Searching for a New Center: U.S. Securities Markets in Transition
Economic Review, Vol. 89, No. 4, 2004
Technological challenges, governance issues, competitive pressures, and questions about the oversight of trading practices are but a few of the many forces besetting U.S. equity markets. This article outlines some important issues surrounding the evolving structure of the U.S. equity markets and offers some alternative regulatory approaches that might be more consistent with this new competitive environment.
Crafted more than a quarter-century ago in a time of dominant markets interacting with smaller competitors, the National Market System (NMS) was based on a one-size-fits-all approach in which all trade orders were to be treated equally. Over time, technology has enabled the development of new trading systems and dramatically expanded the number of potential competitors. In addition, the traditional market structure of member-owned cooperatives has given way to corporate ownership, which poses challenges for the self-regulatory structure underlying equity market supervision.
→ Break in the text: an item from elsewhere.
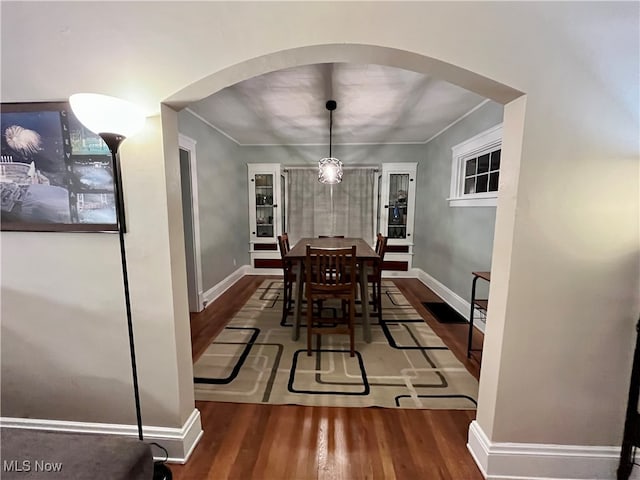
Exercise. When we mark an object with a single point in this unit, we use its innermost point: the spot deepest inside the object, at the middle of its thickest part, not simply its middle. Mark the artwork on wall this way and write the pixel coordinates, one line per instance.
(55, 175)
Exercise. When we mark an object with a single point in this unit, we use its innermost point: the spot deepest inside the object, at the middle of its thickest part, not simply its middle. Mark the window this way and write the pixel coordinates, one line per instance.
(475, 170)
Within this new environment, how should markets compete, how should they be linked, and how should they be regulated? To address these questions, the author discusses several pressing issues, such as price-time priority rules, liquidity rebates, tape revenue, pricing increments, and access fees, as well as more general issues such as the viability of self-regulation.
The Securities and Exchange Commission's proposed Regulation NMS is a promising start toward addressing the current market structure's needs. But the author feels that its changes are piecemeal and do not go deep enough to develop a new vision consistent with the current economic realities of equity markets. Where direction is most needed, she concludes, is at the firm level, where regulation must provide oversight to ensure fair and appropriate behavior.